What does it mean for your savings?

If interest rates do get cut next month, this is likely to see savings rates come down. Savers are being advised to be proactive and to check they’re getting the best rate possible for their cash. In terms of longer-term investments in the stock market, investors are being urged not to make panicked decisions.

Myron Jobson, Senior Personal Finance Analyst at Interactive Investor, said: “While lower borrowing costs might come as a relief to mortgage holders, they could spell bad news for savers, who have only just started to see decent returns on their cash after years in the doldrums.”

He added: “Investors should continue to avoid making knee-jerk decisions based on short-term noise and focus instead on their long-term financial goals. Maintaining a well-diversified portfolio across different asset classes, sectors, and geographies is key to weathering market turbulence.“

What does it mean for your pension?

If you’re not close to retiring, pension experts are advising savers not to panic as you would still have plenty of years to make up any losses. Pensions are designed to be long-term investments, so this means they can go up or down over time. Those who are closer to retirement will most likely have their pensions moved to safer assets.

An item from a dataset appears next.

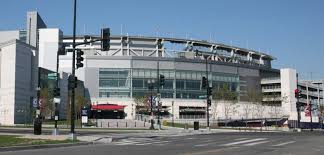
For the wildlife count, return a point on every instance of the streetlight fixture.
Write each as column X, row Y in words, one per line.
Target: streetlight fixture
column 151, row 83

Helen Morrissey, head of retirement analysis, Hargreaves Lansdown, said: “Trump’s tariff announcements have unleashed a wave of volatility across global markets and this will be worrying for people seeing the value of their pension fall. However, its important to remember that pensions are a long term game and you need to take a long term view.

“Over the course of your pension saving journey you will likely experience several periods of major volatility and while this is concerning markets do recover over time. Taking knee jerk reactions such as changing investments or stopping contributions can mean you lock in losses and this can make it harder for your fund to recover once things do settle down.”

What does it mean for UK growth?

At the moment, it is too soon to say – but experts have been sounding a warning alarm. Sarah Breeden, a deputy governor of the Bank of England, told The Guardian that UK growth would be hit by “the most significant change in trade policy in a century” – however, she warned it was “too early to call” the impact tariffs would have on inflation.

It was revealed that week that the UK economy grew by more than expected in February, with gross domestic product (GDP) expanding by 0.5%. This was largely driven by a boost in manufacturing and production. However, this was before President Trump unveiled his tariffs.